Таня вытерла личико и ручки дочери махровым полотенцем. Девочка вертелась, фыркала и пыталась вырваться.
– Это надолго, Фелек. Кому мы её только ни показывали! Все говорят в один голос: реактивная депрессия. Конечно, она в жизни ни дня не работала, жила припеваючи. И вдруг папу забрали, до милиции не довезли. Грузовик в РАФ врезался, и почти всех там – всмятку. Один из ментов инвалидом остался – маму родную не узнаёт.
Татьяна впервые так откровенно говорила с Феликсом о прошлом своей семьи.
– Заболеешь тут, понятно. Только мне не легче – разрывайся между мамой и Боженкой! А нанять человека со стороны Митька не даёт, потому что легавые могут своего подсунуть. Ладно, ступай, а я сейчас всё приготовлю.
И Таня открыла стеклянную дверь на веранду.
– Обменялся любезностями с хозяюшкой? – Дмитрий Стеличек встал с кожаного кресла и протянул другу руку.
Непривычно коротко стриженый, Митя сидел и смотрел вдаль, закинув ноги на журнальный столик. Он был в шортах из белой замши и в футболке с аккуратно пришитой чёрной ленточкой. Рольник уже в который раз заметил, что фигура у Мити отменная, хотя никаким спортом он сейчас не занимается. Аэробику племянник Веталя забросил ещё перед арестом, в восемьдесят четвёртом году.

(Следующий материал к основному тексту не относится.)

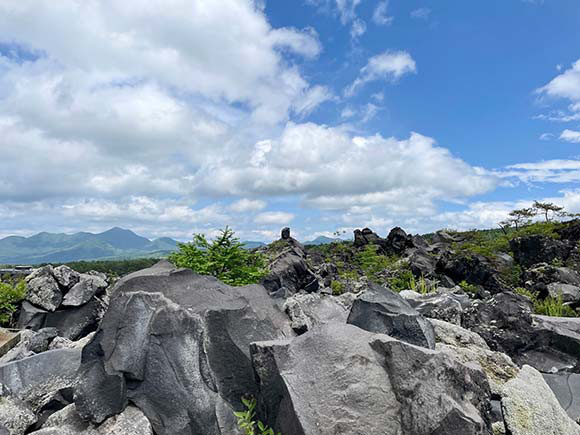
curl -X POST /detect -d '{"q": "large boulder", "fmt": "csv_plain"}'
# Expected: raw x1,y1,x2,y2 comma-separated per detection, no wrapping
0,396,36,435
542,373,580,424
262,242,319,297
400,287,471,325
62,274,108,307
17,298,106,340
437,252,506,293
510,235,572,267
547,282,580,302
252,324,490,435
430,319,519,396
0,349,81,412
347,284,435,349
26,266,63,311
501,365,580,435
284,292,356,334
32,404,153,435
462,293,533,361
75,264,294,435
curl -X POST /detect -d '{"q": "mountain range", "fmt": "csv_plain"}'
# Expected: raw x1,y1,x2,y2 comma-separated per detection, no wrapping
0,227,177,264
0,227,339,265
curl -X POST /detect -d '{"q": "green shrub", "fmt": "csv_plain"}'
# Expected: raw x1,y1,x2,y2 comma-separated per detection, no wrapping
0,281,26,326
234,397,281,435
388,269,415,292
534,295,578,317
169,227,267,286
515,287,578,317
354,245,399,283
459,280,479,293
330,280,344,296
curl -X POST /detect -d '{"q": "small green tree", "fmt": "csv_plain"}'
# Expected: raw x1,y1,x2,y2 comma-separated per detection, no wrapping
169,227,267,286
534,201,564,222
0,281,26,326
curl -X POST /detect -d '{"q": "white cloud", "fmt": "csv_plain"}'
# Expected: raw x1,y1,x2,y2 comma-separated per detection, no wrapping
411,8,431,20
229,198,267,213
536,59,580,101
373,0,394,26
496,160,580,183
195,123,498,212
254,211,294,226
560,129,580,143
344,51,417,96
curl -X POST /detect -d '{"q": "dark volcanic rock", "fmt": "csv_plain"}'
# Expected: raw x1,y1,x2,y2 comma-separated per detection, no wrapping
510,235,572,267
262,242,319,297
17,298,106,341
437,253,505,293
347,284,435,349
26,266,63,311
62,275,108,307
75,265,293,435
0,349,81,411
543,373,580,423
252,324,491,435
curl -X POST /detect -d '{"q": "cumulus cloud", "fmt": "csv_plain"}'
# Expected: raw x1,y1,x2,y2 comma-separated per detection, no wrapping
536,59,580,122
411,8,431,20
344,51,417,96
254,211,294,226
373,0,394,26
229,198,268,213
560,129,580,143
195,123,497,208
496,160,580,183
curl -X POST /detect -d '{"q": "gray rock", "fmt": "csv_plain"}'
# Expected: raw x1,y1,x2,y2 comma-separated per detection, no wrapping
431,319,519,396
75,267,294,435
284,293,356,334
548,282,580,302
262,249,319,297
0,328,58,365
52,265,80,290
401,287,471,325
252,324,491,435
17,297,106,340
0,396,36,435
542,373,580,424
501,365,580,435
26,266,63,311
517,315,580,373
347,284,435,349
32,404,153,435
62,274,108,307
0,349,81,412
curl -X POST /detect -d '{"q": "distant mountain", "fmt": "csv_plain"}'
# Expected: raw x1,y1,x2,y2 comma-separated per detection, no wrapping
0,227,177,264
242,240,266,249
304,236,342,245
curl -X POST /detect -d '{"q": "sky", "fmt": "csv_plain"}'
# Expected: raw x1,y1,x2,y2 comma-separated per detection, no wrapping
0,0,580,241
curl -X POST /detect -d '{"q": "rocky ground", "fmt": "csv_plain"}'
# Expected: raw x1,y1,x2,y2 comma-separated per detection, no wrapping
0,221,580,435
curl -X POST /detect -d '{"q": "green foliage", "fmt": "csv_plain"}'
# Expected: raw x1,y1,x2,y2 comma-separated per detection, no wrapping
459,280,479,293
330,280,344,296
234,397,281,435
60,258,159,277
534,295,578,317
515,287,579,317
388,268,415,292
354,245,398,283
409,274,437,295
0,281,26,326
169,227,267,286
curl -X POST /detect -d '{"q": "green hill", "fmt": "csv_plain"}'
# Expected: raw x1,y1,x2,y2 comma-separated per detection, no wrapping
0,227,177,264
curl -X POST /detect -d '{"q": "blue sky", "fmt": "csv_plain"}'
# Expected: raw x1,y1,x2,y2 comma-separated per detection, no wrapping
0,0,580,240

– Как увижу Таню с Боженой, как и хочется жениться вторично.
– Кто ж мешает? – Дмитрий подтянул к себе второе кресло из мягкой серой кожи. – Танька обещала кофе сварить?
На веранде стоял бельгийский гарнитур для холла – кроме кресел, два дивана и этот самый столик. На нём стояла длинная узкая ваза с нарциссами.
– Я ей сам кофе заказал.
Рольник сел в кресло и сцепил на колене длинные пальцы, тоже усыпанные веснушками.